Potential Payments Upon Termination or Change in Control

The Company has entered into employment agreements with the Named Executive Officers that will require the payment of severance by the Company if the executive’s employment is terminated (i) by the Company without cause or (ii) by the executive for “good reason”. The severance to be paid is equal to the sum of (a) 100% of the executive’s annual base salary and (b) a prorated bonus, payable in lump sum six months after termination. In addition, the Company will pay an amount sufficient to pay any excise taxes levied under Section 280G of the Internal Revenue Code in conjunction with the severance payment. Generally, under these agreements, good reason is defined to include (i) a material diminution of the executive’s duties or responsibilities, (ii) a reduction in the executive’s base salary greater than ten percent (10%), or annual bonus or long-term incentive compensation opportunity, (iii) a change of control, but only if the executive terminates his employment, for any reason, within 90 days after the date of such change of control, or (iv) a material breach by the Company of any other provision of the employment agreements that is not cured after written notice by the executive. In addition, the Company will provide continuation of medical, dental, health and other welfare benefits for one year after the termination of employment. Additionally, the agreements provide payment of severance upon the executive’s death or disability, in an amount equal to 100% of the executive’s annual base salary plus a prorated bonus, in a lump sum payment six months after the date of termination. Upon a termination of employment for cause or retirement, the Named Executive Officers will only receive salary earned to the date of termination.

The table below reflects the amount of compensation payable to each Named Executive Officer upon involuntary not-for-cause termination, termination by the executives for good reason and termination following a change of control in accordance with the employment agreements. The amounts shown assume that such termination was effective as of December 31, 2009, and thus includes amounts earned through such time and are estimates of the amounts that would be paid to the executives upon their termination. The actual amounts to be paid can only be determined at the time of such executive’s separation from the Company.
 
22

 
Name
 
Lump Sum
Severance
Payment(1)
   
Continuation
of Insurance
Benefits(2)
   
Accelerated
Vesting of
Stock
Options(3)
   
Accelerated
Vesting of
Stock
Awards(4)
   
Excise Tax
Reimburse-
ment(5)
 
Cary T. Fu                             
  $ 1,633,800     $ 9,000     $ 694,600     $ 841,495     $  
Donald F. Adam                             
    499,890       9,000       277,840       344,162       323,379  
Gayla J. Delly                             
    970,000       9,000       416,760       525,698        



 
(1)
Payment based on executive’s annual base salary and bonus as of December 31, 2009. The amounts do not include payments to the extent they are provided on a non-discriminatory basis to salaried employees generally upon termination of employment, including accrued salary and vacation pay.

 
(2)
Estimated cost to the Company of providing medical, dental, health and other welfare benefits for one year after the termination of employment based on average annual cost per employee.

 
(3)
The value of the accelerated vesting benefit equals the number of shares as to which the in-the-money stock options would vest on an accelerated basis upon the occurrence of the specified termination or change of control event, multiplied by the difference between the closing price per share of the Company’s Common Shares on December 31, 2009 and the exercise price per share for the affected options.

 
(4)
The value of the accelerated vesting benefit equals the number of restricted share awards that would vest on an accelerated basis upon the occurrence of the specified termination or change of control event, multiplied by the closing price per share of the Company’s Common Shares on December 31, 2009.

 
(5)
Estimated cost to the Company to reimburse the executive for any excise tax to which he or she may be subject to in connection with these benefits (Section 280G tax gross-up).

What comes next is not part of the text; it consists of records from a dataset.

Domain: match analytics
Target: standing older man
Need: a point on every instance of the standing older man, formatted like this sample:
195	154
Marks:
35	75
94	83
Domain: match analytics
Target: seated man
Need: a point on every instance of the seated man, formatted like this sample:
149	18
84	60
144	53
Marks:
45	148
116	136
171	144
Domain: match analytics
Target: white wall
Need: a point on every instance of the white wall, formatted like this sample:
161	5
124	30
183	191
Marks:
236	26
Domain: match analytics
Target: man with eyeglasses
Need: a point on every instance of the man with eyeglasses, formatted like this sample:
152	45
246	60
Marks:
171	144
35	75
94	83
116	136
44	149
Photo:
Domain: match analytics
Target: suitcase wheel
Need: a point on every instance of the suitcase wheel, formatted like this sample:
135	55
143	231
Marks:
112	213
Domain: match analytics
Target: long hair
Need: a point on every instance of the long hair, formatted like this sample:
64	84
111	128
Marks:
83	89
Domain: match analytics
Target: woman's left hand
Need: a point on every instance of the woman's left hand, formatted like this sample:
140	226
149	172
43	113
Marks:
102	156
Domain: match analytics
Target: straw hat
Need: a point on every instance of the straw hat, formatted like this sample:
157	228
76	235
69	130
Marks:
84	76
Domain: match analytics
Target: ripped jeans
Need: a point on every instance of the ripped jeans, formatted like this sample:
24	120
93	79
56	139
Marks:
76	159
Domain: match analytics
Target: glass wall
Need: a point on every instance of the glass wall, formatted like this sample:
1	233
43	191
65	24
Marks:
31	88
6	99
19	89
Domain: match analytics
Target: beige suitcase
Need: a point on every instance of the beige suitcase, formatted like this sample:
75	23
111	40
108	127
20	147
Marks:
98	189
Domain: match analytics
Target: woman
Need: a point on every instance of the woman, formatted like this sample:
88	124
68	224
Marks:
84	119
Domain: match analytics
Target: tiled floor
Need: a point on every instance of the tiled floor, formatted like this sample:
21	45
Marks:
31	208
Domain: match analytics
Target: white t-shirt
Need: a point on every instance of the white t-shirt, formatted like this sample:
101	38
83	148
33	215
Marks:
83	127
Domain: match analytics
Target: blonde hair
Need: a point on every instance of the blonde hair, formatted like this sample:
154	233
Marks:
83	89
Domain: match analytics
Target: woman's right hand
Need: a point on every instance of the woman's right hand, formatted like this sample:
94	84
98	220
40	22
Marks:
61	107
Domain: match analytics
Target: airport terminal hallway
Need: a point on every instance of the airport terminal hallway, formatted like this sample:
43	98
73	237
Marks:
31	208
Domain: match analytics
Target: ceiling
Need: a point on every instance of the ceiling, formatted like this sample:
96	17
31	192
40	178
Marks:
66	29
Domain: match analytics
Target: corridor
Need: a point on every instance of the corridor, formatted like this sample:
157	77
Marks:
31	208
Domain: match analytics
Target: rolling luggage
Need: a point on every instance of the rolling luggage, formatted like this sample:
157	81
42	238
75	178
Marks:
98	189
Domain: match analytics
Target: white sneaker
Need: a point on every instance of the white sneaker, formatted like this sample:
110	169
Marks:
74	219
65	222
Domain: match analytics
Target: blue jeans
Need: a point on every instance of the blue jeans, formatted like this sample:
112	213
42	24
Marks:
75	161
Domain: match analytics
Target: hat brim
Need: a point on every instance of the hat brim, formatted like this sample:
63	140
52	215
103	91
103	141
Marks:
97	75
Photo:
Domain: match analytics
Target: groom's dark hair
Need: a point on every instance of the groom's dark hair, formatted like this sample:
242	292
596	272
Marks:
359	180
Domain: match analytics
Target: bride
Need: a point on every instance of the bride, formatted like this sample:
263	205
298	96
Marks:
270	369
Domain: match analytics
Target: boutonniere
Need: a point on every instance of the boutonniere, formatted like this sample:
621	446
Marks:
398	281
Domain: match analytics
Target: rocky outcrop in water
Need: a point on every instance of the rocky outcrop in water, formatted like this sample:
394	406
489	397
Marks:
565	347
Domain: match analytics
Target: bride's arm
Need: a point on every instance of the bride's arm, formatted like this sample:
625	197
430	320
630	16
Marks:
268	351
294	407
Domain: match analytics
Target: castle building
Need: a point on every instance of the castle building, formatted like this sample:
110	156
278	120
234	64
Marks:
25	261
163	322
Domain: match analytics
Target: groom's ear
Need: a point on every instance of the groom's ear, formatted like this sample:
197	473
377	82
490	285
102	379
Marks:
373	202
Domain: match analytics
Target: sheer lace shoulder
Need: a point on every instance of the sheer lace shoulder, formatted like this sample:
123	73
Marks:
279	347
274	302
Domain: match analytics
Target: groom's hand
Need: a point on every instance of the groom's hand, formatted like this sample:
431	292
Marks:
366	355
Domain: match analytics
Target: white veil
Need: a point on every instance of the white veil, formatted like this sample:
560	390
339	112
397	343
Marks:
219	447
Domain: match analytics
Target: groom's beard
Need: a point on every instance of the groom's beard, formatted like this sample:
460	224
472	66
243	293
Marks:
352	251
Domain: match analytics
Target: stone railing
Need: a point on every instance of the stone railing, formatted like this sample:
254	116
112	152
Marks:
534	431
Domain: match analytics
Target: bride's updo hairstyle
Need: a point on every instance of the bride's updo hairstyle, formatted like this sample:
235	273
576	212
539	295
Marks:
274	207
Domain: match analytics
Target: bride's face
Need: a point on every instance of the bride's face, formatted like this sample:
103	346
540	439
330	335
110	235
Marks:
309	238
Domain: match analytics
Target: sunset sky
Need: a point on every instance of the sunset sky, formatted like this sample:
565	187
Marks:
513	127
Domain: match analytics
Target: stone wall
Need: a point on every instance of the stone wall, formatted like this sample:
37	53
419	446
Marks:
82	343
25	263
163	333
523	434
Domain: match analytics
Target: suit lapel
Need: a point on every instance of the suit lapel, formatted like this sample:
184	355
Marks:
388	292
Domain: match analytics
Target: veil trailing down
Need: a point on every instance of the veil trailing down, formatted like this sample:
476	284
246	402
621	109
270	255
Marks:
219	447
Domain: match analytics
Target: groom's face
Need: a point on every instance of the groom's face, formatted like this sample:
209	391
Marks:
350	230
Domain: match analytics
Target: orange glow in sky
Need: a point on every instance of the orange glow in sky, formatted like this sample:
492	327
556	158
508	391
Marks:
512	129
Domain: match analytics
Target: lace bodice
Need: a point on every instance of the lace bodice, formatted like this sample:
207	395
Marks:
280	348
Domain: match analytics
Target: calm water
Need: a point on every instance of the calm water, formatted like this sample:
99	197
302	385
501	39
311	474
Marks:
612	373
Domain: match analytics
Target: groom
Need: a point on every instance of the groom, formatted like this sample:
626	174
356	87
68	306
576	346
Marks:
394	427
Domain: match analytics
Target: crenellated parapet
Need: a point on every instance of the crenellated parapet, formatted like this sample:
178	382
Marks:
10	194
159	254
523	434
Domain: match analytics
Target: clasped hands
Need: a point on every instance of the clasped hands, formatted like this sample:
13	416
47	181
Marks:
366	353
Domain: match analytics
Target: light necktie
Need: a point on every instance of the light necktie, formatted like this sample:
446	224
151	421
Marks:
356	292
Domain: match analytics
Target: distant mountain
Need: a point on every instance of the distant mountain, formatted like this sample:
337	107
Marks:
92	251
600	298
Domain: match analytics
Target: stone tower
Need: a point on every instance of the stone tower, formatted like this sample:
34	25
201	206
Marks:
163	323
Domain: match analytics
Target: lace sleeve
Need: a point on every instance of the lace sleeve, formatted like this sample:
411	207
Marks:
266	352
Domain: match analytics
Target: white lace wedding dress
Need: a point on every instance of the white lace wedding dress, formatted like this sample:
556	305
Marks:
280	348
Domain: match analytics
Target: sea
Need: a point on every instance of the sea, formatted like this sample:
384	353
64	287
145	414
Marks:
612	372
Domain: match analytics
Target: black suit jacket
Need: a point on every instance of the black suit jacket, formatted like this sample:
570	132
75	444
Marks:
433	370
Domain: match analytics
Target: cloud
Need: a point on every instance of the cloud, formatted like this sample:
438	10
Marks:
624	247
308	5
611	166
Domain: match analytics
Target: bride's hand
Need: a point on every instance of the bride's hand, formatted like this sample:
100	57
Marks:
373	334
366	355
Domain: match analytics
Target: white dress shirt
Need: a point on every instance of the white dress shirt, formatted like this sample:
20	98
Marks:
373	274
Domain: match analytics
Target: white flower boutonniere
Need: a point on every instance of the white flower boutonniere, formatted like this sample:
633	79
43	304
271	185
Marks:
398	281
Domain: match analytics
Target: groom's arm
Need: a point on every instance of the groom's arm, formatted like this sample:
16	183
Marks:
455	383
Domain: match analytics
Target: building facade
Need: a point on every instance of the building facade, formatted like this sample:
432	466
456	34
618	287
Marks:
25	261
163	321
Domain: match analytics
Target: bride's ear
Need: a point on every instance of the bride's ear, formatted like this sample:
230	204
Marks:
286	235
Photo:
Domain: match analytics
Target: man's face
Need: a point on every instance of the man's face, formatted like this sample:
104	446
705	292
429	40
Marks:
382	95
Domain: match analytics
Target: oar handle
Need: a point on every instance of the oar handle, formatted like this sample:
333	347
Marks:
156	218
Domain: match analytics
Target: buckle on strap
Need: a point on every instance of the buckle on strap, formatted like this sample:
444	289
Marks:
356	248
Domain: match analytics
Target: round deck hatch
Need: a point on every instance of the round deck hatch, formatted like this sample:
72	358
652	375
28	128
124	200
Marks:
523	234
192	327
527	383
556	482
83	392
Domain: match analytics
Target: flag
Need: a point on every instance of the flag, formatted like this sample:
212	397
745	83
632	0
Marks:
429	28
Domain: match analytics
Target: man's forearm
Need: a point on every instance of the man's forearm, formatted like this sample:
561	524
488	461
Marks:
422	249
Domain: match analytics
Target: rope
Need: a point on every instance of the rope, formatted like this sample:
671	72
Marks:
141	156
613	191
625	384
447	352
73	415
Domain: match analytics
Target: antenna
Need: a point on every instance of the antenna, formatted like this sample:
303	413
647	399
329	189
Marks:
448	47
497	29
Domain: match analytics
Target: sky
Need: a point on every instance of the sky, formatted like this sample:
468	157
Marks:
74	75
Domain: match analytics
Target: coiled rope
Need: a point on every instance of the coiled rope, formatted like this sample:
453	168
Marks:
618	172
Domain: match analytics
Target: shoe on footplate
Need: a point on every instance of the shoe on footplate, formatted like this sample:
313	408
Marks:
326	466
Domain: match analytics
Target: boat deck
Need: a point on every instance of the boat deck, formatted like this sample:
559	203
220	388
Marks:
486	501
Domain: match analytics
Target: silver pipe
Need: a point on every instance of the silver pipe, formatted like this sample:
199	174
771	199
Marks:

Potential Payments Upon Death or Disability

The amount of compensation payable to each Named Executive Officer’s estate upon the death or disability of the executive is shown below. The amounts shown assume that such termination was effective as of December 31, 2009, and thus includes amounts earned through such time and are estimates of the amounts that would be paid to the executives’ estates upon their termination. The actual amounts to be paid can only be determined at the time of the executive’s separation from the Company.

Name
 
Lump Sum
Payment
Attributable to
Salary(1)
   
Lump Sum
Payment
Attributable to
Cash Incentive
Bonus(1)
 
Cary T. Fu
  $      700,000     $      933,800  
Donald F. Adam
    300,000       199,890  
Gayla J. Delly
    485,000       485,000  



 
(1)
Payment based on executive’s annual base salary and cash incentive bonus as of December 31, 2009. The amounts do not include payments to the extent they are provided on a non-discriminatory basis to salaried employees generally upon termination of employment, including accrued salary and vacation pay.
 
23

 
Compensation of Directors

Employee directors have never received any additional compensation for serving on the Board above the compensation they received for serving as officers of the Company, as described under “Executive Compensation and Other Matters.”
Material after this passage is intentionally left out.